One such alternative - and I think a clear version of it is set out in Vincent Baker's RPG In A Wicked Age - is to use characters as the basic elements for establishing and structuring the progression of, and the stakes in, scenes/situations. All characters in In A Wicked Age - PC and NPCs - have "best interests", goals they are trying to achieve. And some of these conflict. Those conflicts are where latent scenes/situations are found; GMing the game involves bringing those situations out of mere latency and into the actuality of play, by making decisions about who is where when, and hence in a position to conflict. Those conflicts then make play happen.
By thinking about alternatives to map-and-key, and to GM-driven "event based" play, we can also more easily think about approaches to RPGing that don't priorities the players, via their PCs, overcoming obstacles set by the GM in order to achieve their goal.

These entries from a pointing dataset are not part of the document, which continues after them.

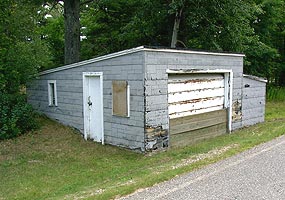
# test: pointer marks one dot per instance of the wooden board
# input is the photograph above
(193, 94)
(189, 129)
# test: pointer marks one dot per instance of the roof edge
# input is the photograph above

This sort of play is a fairly natural consequence of map-and-key techniques: in order to achieve their goal, the players have to get their PCs to the right place on the map to trigger the (hitherto) latent situation that will permit their goal to be achieved; and in order to get to that place on the map, the players have to move through other places that have their own (hitherto) latent situations, which serves as obstacles or challenges to be overcome. One could even say that this is the paradigm of the "adventure" as a thing in RPGing.

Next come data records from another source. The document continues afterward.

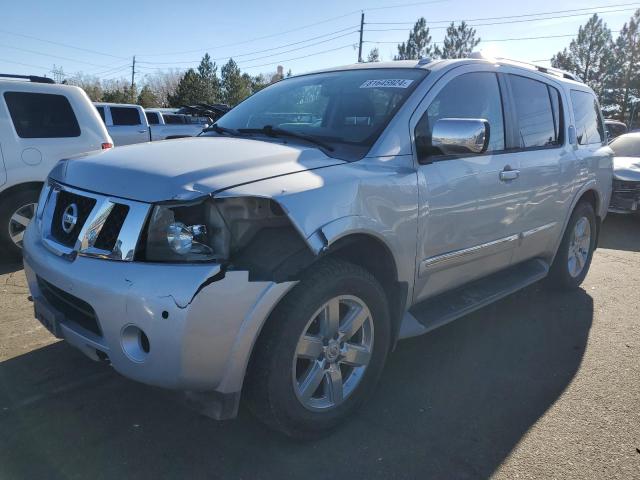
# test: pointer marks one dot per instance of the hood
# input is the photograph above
(187, 168)
(626, 169)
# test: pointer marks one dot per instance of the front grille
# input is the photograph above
(72, 308)
(111, 229)
(84, 206)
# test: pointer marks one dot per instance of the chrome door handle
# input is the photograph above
(507, 175)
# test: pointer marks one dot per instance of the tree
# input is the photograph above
(459, 41)
(418, 45)
(235, 86)
(208, 72)
(190, 90)
(147, 98)
(374, 55)
(625, 84)
(590, 55)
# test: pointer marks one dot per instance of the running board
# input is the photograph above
(446, 307)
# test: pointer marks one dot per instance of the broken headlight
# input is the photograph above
(184, 233)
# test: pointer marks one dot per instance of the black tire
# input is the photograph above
(559, 275)
(269, 391)
(8, 206)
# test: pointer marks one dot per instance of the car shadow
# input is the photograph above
(451, 404)
(620, 232)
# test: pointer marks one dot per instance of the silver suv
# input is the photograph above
(283, 254)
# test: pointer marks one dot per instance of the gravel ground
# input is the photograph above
(538, 385)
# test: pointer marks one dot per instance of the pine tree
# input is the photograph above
(590, 55)
(418, 45)
(459, 41)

If a different technique is used to establish and structure the progress of, and the stakes in, scenes/situations, then there is no need to adopt this "overcome challenges to get to the 'finish line'" style of play. There is no "adventure". GM prep takes on a different form - eg the GM of In A Wicked Age doesn't need to prep an adventure, but rather needs to come up with "best interests" for the NPCs that will help propel play.
And there are further possibilities beyond In A Wicked Age-style reliance on characters and best interests. Agon 2e is an example: although each scenario happens in a particular place - an island - there is no use of maps or keys to structure scenes/situations. Rather, it combines (i) NPCs with "best interests" and (ii) events that are apt to come to pass (but that the PCs might hold off), but (iii) with stakes being overt and significantly determined by the players (in the fiction, by interpreting omens that commence each scenario).

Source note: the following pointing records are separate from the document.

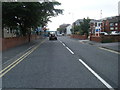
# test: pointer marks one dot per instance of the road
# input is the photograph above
(65, 63)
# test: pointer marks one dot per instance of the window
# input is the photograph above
(111, 28)
(111, 24)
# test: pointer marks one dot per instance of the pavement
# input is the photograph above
(12, 53)
(115, 46)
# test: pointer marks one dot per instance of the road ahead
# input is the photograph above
(65, 63)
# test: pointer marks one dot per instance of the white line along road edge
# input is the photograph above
(97, 76)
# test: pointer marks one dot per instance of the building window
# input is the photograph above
(111, 28)
(111, 24)
(116, 24)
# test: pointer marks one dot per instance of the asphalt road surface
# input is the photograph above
(63, 63)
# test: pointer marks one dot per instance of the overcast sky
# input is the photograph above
(79, 9)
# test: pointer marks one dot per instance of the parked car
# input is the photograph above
(103, 33)
(52, 37)
(115, 33)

Identifying, and trying to improve our understanding, of alternatives to map-and-key can enrich and improve our play. It can also help us better understand what we are doing when we do use map-and-key techniques. And it can also help us adapt and combine techniques in different ways: for instance, using a map to help establish fiction about where the PCs are, and even using a key as one contributor to what scene/situations get framed, but thinking about how other approaches to structuring and progressing scenes/situations can also be incorporated. Torchbearer 2e provides an example of this: it uses map-and-key, but not exclusively - "twists" on failures, and the "compromises" that emerge from its extended conflict resolution method, are also important in structuring and progressing scene/situations.
Map-and-key was foundational for the hobby, but isn't the only technique available to us. There's no need to treat it as a norm or a default.